Monday, April 14, 2008

PKS Harus Beber Gratifikasi

PKS Harus Beber Gratifikasi
Sindo Minggu, 13/04/2008

JAKARTA(SINDO) – Langkah PKS mengembalikan uang gratifikasi ke Komisi Pemberantasan Korupsi (KPK) patut dipuji. Namun, pengembalian saja dinilai belum cukup tanpa adanya keberanian untuk membeberkan pihak-pihak yang memberikan uang tersebut.

“Kami mendorong Fraksi PKS jangan hanya memberi laporan dan menyerahkan dana gratifikasi ke KPK, tetapi juga membeberkan siapa saja yang memberi gratifikasi itu,” kata anggota Badan Pekerja ICW Emerson Juntho di Jakarta kemarin.

Menurut Emerson, pengungkapan nama pemberi dana gratifikasi sangat penting untuk memutus mata rantai korupsi politik. Selain itu, informasi itu juga diperlukan KPK untuk menelusuri apakah pemberian itu terkait penyusunan undang-undang, soal pengambilan kebijakan, atau hal yang lain.

Namun, meski Fraksi PKS tidak menyebut nama-nama pemberi gratifikasi,menurut Emerson KPK sebaiknya proaktif menelusuri dana gratifikasi di DPR yang mengarah pada dugaan penyuapan itu. Emerson menambahkan, apa yang diungkapkan FPKS itu semakin memperkuat asumsi bahwa praktik gratifikasi atau suap-menyuap di DPR sudah biasa terjadi.

“Penangkapan anggota Komisi IV Al Amin mungkin sial saja dia, karena masih banyak kasus lainnya,”katanya. Karena itu,dia minta KPK secara khusus mengimbau seluruh anggota DPR agar tidak menerima pemberian apa pun di luar gajinya sebagai anggota Dewan.

Gratifikasi sebagaimana ketentuan Pasal 12 butir b UU No 31/1999 jo UU No 20/2001 tentang Pemberantasan Tindak Pidana Korupsi adalah pemberian dalam arti yang luas, yakni meliputi pemberian uang, barang, rabat (diskon), komisi,pinjaman tanpa bunga, tiket perjalanan, fasilitas penginapan, perjalanan wisata, pengobatan cumacuma, dan fasilitas lainnya.

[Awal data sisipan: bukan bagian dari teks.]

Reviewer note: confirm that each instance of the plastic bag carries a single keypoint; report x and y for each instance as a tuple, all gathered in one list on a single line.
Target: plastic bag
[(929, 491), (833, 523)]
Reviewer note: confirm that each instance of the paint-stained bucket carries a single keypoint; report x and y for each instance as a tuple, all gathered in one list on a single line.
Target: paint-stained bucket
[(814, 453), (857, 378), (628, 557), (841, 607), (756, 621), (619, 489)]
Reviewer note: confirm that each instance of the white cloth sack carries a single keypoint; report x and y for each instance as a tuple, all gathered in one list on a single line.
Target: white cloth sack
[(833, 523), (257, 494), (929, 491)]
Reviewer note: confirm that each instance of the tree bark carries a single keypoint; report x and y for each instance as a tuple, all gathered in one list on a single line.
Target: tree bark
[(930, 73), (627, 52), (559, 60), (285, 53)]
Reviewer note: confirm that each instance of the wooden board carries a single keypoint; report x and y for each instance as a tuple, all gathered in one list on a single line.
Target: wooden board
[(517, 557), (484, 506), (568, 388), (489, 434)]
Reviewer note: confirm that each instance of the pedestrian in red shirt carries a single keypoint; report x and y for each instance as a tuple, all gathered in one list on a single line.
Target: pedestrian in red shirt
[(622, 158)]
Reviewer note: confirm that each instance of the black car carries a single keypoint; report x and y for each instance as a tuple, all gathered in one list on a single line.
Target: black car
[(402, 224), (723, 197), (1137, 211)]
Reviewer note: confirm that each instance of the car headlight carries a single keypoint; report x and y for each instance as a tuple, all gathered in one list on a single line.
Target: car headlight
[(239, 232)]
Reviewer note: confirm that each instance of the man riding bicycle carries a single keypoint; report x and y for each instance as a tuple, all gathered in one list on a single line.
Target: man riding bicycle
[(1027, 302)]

Menanggapi desakan itu, Ketua Fraksi PKS Mahfudz Siddiq menegaskan, maksud dan tujuan FPKS untuk mengungkapkan pengembalian dana gratifikasi ke KPK sejak 2005 adalah sebagai upaya mendorong terbangunnya komitmen semua pihak untuk serius mewujudkan clean and good government.

”Jadi tujuannya bukan untuk membongkar kasus atau menambah panjang daftar pekerjaan institusi penegak hukum,”katanya kepada SINDO tadi malam. Menurut Mahfudz,kondisi sekarang harus jadi momentum yang baik di mana DPR telah memelopori upaya pengembangan clean and good government.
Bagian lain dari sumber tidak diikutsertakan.